In 2006, Sonrise started Washington County Project Homeless Connect, a one-day, annual event that provides a variety of services to the homeless, including pet care, medical care, counseling, and legal services. Other partners in the program as of 2012 included Pacific University, Vision Action Network, and Hands On Greater Portland, among others. The 2009 event had visits by about 500 homeless people served by approximately 450 volunteers.

The church offered to buy about 9.7 acre that included a 54000 ft2 industrial building owned by Toshiba Ceramics America for $4.5 million in October 2006. Sonrise’s offer was for only half of the site, which had been the proposed location for a hospital by Providence Health System in 2003. At the time of the purchase, Sonrise had grown to 700 in its congregation. Toshiba Ceramics had opened its factory on the site in 1989 and closed it in April 2002.

Sonrise moved into the former Toshiba facility near Cornell Road and Northwest 231st Avenue (now Century Blvd.) in 2007. The nearly 10 acre campus in the Orenco neighborhood is next to Quatama Elementary School. The church added a community garden in 2009 in partnership with the Hillsboro Parks & Recreation Department, with a second phases with more plots added the following year. Later in 2009, Heritage Christian School closed, and Carden Cascade Academy moved into the classroom space at the church in September.

Sonrise opened a homeless shelter at the church in December 2008 that opened during cold weather. The next year it opened in December for a 90-day run, staffed by volunteers from nine area churches, calling it the Shelter at Orenco Station. The church also serves as a cooling center during extreme heat in the summer.
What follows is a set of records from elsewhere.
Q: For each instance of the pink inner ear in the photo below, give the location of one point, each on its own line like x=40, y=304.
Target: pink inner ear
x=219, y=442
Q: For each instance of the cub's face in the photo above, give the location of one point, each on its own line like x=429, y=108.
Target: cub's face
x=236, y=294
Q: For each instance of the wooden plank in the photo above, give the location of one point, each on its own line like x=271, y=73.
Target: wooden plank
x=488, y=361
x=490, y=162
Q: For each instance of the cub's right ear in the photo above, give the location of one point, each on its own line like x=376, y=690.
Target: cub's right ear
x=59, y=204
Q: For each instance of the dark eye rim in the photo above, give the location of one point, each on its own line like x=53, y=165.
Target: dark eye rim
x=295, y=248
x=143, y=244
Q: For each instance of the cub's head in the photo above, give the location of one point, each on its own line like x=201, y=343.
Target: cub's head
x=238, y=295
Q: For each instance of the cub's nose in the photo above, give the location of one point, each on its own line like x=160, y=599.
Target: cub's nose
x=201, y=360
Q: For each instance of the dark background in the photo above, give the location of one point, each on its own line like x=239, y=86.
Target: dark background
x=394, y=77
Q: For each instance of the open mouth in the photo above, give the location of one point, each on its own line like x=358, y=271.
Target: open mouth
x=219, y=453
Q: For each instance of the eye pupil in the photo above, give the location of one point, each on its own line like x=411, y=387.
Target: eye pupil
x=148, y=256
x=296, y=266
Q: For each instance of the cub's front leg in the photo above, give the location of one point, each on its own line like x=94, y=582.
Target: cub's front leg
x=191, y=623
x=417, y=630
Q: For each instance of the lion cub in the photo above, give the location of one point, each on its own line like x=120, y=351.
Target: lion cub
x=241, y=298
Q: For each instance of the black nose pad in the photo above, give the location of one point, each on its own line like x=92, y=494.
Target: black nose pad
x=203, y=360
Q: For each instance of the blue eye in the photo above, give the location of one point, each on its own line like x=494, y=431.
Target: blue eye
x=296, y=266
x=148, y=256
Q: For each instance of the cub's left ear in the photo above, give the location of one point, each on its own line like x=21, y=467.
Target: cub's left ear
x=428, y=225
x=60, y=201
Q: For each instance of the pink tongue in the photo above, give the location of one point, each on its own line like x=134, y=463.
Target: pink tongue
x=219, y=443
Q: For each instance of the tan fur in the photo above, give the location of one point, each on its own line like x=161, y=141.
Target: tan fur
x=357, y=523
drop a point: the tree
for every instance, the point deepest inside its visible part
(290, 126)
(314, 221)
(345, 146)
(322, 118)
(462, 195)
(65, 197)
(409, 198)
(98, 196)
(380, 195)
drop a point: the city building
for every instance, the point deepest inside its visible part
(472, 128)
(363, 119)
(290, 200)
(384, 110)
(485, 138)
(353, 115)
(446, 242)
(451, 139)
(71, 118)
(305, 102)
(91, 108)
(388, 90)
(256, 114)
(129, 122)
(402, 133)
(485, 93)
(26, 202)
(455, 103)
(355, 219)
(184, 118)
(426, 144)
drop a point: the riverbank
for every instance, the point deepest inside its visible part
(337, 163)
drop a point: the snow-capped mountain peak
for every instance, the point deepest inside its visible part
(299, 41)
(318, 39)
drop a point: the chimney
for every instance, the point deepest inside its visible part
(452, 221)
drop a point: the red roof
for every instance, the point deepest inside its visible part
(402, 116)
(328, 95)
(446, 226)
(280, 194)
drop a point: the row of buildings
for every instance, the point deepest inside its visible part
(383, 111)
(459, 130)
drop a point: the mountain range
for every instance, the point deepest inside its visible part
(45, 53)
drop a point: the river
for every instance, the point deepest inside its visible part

Sonrise opened a second church in April 2012 in Forest Grove. At the time, Sonrise had grown to about 1,500 people. The new location opened in an 8000 ft2 former retail space belonging to Tupper’s Home Furnishings, and was to be led by Rudy Tinoco. The church faced controversy in November 2012 when parents in the area brought their complaints to local media about meetings held at the church for convicted felons. Participants at the meetings included registered sex offenders, and parents raised the concern that Quatama Elementary was adjacent to the church. The church said it would consider moving the meetings if a suitable location could be found.

==Facilities==
The church has three locations on the Westside of the Portland metropolitan area: the main campus in Hillsboro, one in Forest Grove, and one in Cornelius. The main campus in Hillsboro is near the Orenco Station light rail stop along Cornell Road. The building is 54000 ft2 in size and sits on 9.77 acre. In addition to the sanctuary, the grounds house classrooms, a seasonal 45-bed homeless shelter, and a community garden operated through the city’s parks department.